Incomplete data vector of length n

ry

Vector of missing data pattern (FALSE -- missing, TRUE -- observed)

x

Matrix (n x p) of complete covariates.

donors

Number of donors used for random sampling of nearest neighbors in imputation

ridge

Numerical constant used for avioding collinearity issues. Noise is added to covariates.

...

Further arguments to be passed

Details

The categorical outcome variable is recoded as a vector of dummy variables. A multivariate linear regression is specified for computing predicted values. The L1 distance (i.e., sum of absolute deviations) is utilized for predictive mean matching. Predictive mean matching for categorical variables has been proposed by Meinfelder (2009) using a multinomial regression instead of ordinary linear regression.

Value

A vector of length nmis=sum(!ry) with imputed values.

References

Meinfelder, F. (2009).
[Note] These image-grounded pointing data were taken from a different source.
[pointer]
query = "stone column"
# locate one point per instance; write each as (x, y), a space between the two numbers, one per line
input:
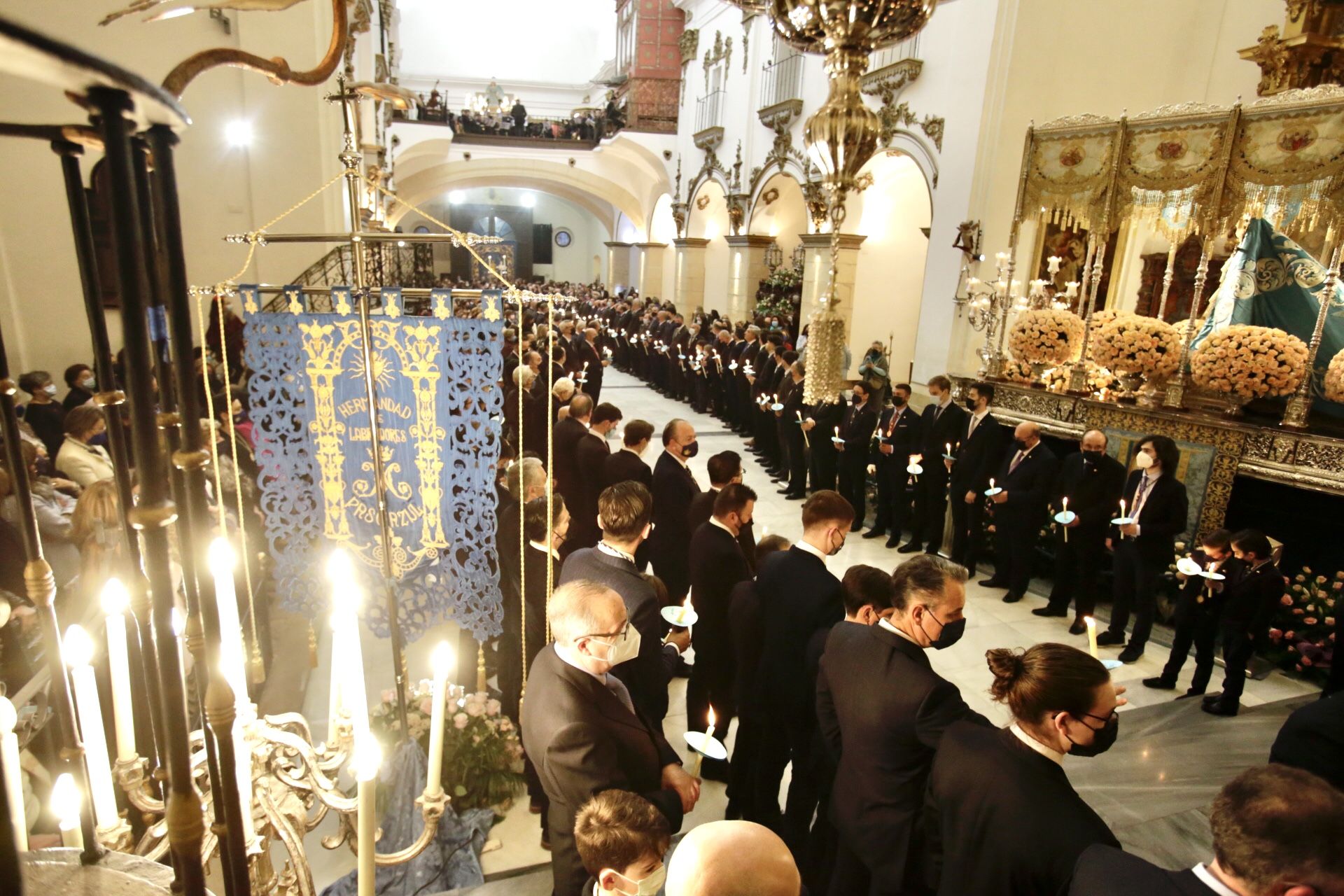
(617, 266)
(746, 270)
(648, 269)
(689, 277)
(816, 270)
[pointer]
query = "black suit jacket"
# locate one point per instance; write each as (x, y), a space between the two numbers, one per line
(565, 447)
(647, 676)
(1107, 871)
(1093, 491)
(977, 456)
(1002, 818)
(673, 489)
(718, 564)
(584, 741)
(883, 711)
(1028, 486)
(1161, 517)
(622, 466)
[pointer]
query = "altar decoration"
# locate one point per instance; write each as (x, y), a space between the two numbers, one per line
(1044, 336)
(483, 754)
(436, 400)
(1136, 346)
(1250, 362)
(1301, 634)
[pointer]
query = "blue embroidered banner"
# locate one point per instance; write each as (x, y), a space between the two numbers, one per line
(436, 381)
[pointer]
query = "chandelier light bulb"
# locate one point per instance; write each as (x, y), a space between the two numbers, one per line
(66, 799)
(115, 598)
(77, 647)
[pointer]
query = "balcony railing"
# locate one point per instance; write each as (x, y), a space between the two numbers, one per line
(783, 81)
(907, 49)
(708, 111)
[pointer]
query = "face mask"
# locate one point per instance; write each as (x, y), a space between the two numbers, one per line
(1102, 739)
(647, 887)
(949, 634)
(625, 649)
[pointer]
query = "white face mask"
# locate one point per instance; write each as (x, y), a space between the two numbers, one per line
(647, 887)
(622, 649)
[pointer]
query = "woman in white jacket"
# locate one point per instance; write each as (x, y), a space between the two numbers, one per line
(78, 460)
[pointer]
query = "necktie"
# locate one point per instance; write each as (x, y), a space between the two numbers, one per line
(622, 692)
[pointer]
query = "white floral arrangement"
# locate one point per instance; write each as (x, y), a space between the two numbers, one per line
(1334, 384)
(1250, 362)
(1138, 344)
(1044, 336)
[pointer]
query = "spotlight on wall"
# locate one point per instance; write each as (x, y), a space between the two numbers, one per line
(238, 133)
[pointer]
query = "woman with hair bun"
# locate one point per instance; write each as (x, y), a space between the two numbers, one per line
(1002, 818)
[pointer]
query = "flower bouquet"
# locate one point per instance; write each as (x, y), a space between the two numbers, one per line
(1334, 384)
(483, 755)
(1136, 347)
(1044, 337)
(1303, 633)
(1247, 362)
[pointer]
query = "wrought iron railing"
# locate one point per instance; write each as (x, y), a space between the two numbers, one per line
(708, 111)
(783, 81)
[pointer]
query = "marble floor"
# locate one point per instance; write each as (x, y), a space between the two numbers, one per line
(1152, 788)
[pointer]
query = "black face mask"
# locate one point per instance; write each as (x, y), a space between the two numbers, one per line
(1102, 741)
(949, 634)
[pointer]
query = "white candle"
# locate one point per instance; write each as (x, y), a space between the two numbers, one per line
(441, 662)
(115, 601)
(365, 764)
(13, 774)
(65, 806)
(77, 649)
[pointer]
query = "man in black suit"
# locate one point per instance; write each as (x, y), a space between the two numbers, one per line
(1277, 832)
(1092, 480)
(624, 511)
(590, 456)
(718, 564)
(565, 444)
(1156, 500)
(977, 448)
(882, 711)
(1249, 606)
(940, 426)
(582, 729)
(1027, 479)
(673, 489)
(898, 438)
(857, 426)
(799, 597)
(628, 464)
(724, 469)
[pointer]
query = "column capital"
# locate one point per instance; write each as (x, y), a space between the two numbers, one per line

Analysis of Incomplete Survey Data - Multiple Imputation via Bayesian Bootstrap Predictive Mean Matching. Dissertation thesis. University of Bamberg, Germany. https://fis.uni-bamberg.de/handle/uniba/213

Examples

if (FALSE) {
#############################################################################
# EXAMPLE 1: Imputation internat data
#############################################################################

data(data.internet, package="miceadds")
dat <- data.internet

#** empty imputation
imp0 <- mice::mice(dat, m=1, maxit=0)
method <- imp0$method
predmat <- imp0$predictorMatrix

#** define factor variable

dat1 <- dat
dat1[,1] <- as.factor(dat1[,1])
method[1] <- "catpmm"

#** impute with 'catpmm''
imp <- mice::mice(dat1, method=method1, m=5)
summary(imp)
}